Estou ciente dessa preferência, mas receio que ela não tenha o fundamento alegado. Ao contrário do que dizem alguns militantes, simplesmente não é verdade que "-ismo" seja um sufixo que denota patologia. Quem estudou um pouquinho de grego sabe que o elemento "-ismós" (que deu origem ao nosso "-ismo") pode ser usado para compor palavras abstratas de qualquer categoria: magnetismo, batismo, ciclismo, realismo, dadaísmo, otimismo, relativismo, galicismo, teísmo, cristianismo, anarquismo, aforismo e jornalismo. Pensando bem, esta última talvez encerre algo de mórbido, mas não recomendo que, para purificar a atividade, se adote "jornalidade". 

De qualquer forma e por qualquer conta, as moléstias são uma minoria. Das 1.663 palavras terminadas em "-ismo" que meu Houaiss eletrônico relaciona, apenas 115 (um pouco menos que 7%) designam doenças ou estados patológicos. E olhem que fui liberal em meus critérios, contabilizando mais de uma dezena de termos que descrevem intoxicações exóticas, como abrinismo e zincalismo. 

Compreendo que os gays procurem levantar bandeiras, inclusive linguísticas, para mobilizar as pessoas. Em nome da cortesia pública, eu me disporia a adotar a forma "homossexualidade", desde que ela fosse defendida como uma simples predileção. Mas, enquanto tentarem justificar essa opção com base em delírios etimológicos, sinto-me no dever de continuar usando a variante em "-ismo". Alguém, afinal, precisa zelar para que preconceitos não invadam e conspurquem o universo de sufixos, prefixos e infixos. A batalha pode ser inglória, mas a causa é justa. Hélio Swartsman – Folha de São Paulo 01/03/2013 Esteira de eufemismos 


SÃO PAULO - Como minha caixa de mensagens continua atulhada de e-mails a propósito da polêmica homossexualismo x homossexualidade, resolvi dedicar mais uma coluna ao tema. Prometo que é a última. 

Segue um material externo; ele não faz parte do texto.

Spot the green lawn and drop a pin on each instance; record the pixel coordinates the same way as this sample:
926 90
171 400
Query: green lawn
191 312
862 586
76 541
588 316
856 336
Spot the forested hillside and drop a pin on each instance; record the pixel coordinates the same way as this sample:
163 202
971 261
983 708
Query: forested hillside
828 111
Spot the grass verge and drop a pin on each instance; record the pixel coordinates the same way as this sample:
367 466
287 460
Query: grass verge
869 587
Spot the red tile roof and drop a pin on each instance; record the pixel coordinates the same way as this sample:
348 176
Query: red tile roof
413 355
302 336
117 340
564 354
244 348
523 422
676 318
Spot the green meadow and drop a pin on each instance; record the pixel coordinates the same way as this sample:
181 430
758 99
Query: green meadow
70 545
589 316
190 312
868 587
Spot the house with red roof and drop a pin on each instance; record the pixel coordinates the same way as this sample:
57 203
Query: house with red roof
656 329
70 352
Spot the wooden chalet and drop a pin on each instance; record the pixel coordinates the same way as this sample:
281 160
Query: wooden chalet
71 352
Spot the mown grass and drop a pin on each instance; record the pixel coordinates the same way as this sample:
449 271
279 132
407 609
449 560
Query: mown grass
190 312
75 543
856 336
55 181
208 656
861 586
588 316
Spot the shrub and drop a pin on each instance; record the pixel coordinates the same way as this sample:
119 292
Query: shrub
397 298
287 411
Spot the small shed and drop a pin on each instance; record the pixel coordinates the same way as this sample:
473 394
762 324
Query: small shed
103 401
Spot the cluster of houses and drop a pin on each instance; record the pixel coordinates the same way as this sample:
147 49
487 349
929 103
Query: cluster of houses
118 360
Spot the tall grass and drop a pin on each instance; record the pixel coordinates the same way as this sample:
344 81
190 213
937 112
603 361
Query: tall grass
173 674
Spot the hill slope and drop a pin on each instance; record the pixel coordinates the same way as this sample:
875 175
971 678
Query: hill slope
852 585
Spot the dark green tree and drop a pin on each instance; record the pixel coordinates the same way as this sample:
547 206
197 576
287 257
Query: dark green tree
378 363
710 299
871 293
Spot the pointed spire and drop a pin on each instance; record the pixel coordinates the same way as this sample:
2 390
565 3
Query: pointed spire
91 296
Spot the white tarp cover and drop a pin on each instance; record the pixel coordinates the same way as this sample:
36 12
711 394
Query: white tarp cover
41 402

Não tenho nada contra a variante homossexualidade e me disponho a adotá-la tão logo os militantes parem de denegrir o sufixo "-ismo", que, ao contrário de "-astro", não encerra nada de pejorativo. Acredito, porém, que essa substituição de nomes é, muito provavelmente, um exercício fadado ao fracasso. 

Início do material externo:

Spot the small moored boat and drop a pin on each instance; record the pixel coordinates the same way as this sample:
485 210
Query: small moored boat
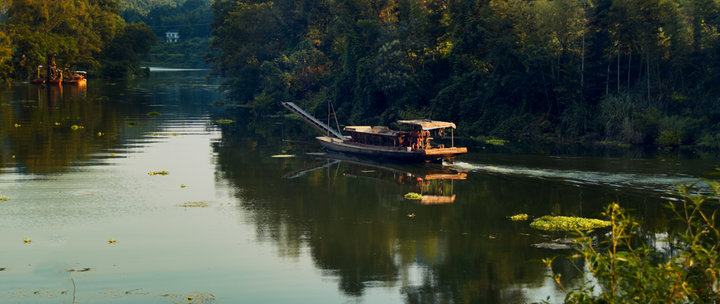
414 145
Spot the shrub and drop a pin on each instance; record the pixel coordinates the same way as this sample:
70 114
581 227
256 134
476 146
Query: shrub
628 272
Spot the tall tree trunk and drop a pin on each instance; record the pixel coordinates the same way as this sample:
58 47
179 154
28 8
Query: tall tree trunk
629 68
647 63
607 81
618 72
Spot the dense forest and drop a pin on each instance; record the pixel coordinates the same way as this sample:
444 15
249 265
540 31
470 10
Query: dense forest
614 71
81 35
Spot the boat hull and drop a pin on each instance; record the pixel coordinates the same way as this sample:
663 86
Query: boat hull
434 155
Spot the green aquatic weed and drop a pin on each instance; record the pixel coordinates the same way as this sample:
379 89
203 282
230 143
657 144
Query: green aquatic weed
413 196
567 223
519 217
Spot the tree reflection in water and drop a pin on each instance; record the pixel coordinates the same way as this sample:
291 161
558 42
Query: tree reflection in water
352 218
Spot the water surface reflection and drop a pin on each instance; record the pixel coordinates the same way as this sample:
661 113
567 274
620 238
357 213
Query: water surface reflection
231 222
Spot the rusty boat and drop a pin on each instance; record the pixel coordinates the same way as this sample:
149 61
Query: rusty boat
414 145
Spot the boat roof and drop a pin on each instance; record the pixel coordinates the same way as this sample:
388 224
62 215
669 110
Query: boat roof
377 130
428 124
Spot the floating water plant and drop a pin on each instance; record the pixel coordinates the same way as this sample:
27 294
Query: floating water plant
495 142
519 217
283 155
194 205
567 223
413 196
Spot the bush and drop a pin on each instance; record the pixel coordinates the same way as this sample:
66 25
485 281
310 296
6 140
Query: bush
628 272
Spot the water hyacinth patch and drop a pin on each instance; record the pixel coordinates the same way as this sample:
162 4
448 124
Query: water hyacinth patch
413 196
567 223
519 217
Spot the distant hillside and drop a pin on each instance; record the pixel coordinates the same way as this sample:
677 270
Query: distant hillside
143 7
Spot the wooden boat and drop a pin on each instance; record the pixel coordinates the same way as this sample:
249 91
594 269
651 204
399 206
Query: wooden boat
381 142
76 78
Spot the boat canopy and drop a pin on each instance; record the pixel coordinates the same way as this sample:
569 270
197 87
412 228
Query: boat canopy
428 124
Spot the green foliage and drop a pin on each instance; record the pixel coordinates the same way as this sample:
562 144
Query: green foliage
514 69
122 57
628 271
82 34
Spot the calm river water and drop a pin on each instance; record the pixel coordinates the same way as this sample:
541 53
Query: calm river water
253 212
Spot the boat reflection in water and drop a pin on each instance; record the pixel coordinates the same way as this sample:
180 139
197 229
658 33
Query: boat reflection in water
434 183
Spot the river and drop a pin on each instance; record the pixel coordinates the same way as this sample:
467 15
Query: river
136 192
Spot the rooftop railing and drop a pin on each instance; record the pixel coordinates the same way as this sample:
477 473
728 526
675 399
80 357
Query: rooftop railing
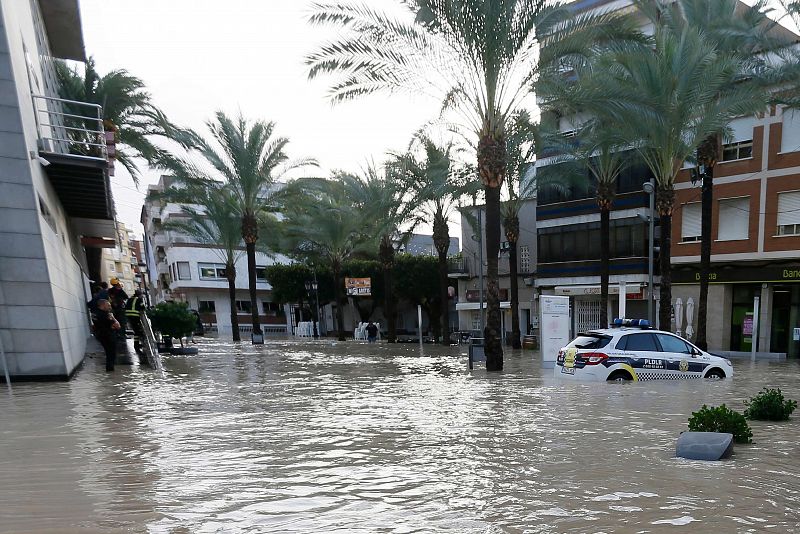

O pressuposto do patrulhamento linguístico é o de que palavras insidiosamente moldam atitudes, o que torna necessário manter vigilância constante contra formas sutis de ofensa. Embora haja nas humanidades quem ainda sustente essa tese, ela foi já há muito abandonada pelas ciências cognitivas. Nesse modelo, o que ocorre é exatamente o contrário. São as ideias das pessoas, incluindo seus preconceitos, que influenciam a linguagem, originando o fenômeno que o psicólogo Steven Pinker apelidou de "esteira de eufemismos".

A palavra "alcoólatra", por exemplo, foi proposta no início do século 20 para substituir "bêbado" e seus sinônimos mais vulgares, com o objetivo de reduzir um pouco a carga negativa que pesava contra essas pessoas. É óbvio, porém, que a permuta de nomes não fez com que os alcoólatras parassem de beber, de modo que o novo termo logo foi contaminado pelas mesmas mazelas que o fizeram surgir. Em pouco tempo, foi trocado por "etilista", "alcoólico", "dependente químico". A lista é aberta. 

Algo parecido aconteceu com o "de cor", que substituiu "crioulo", para depois dar lugar a "preto", "negro" e "afro-brasileiro".

 Pinker diz que a esteira de eufemismos é a melhor prova de que são os conceitos --e não as palavras-- que estão no comando. Em vez de combater nomes, deveríamos nos concentrar nas atitudes, que são, afinal, o que se deseja mudar.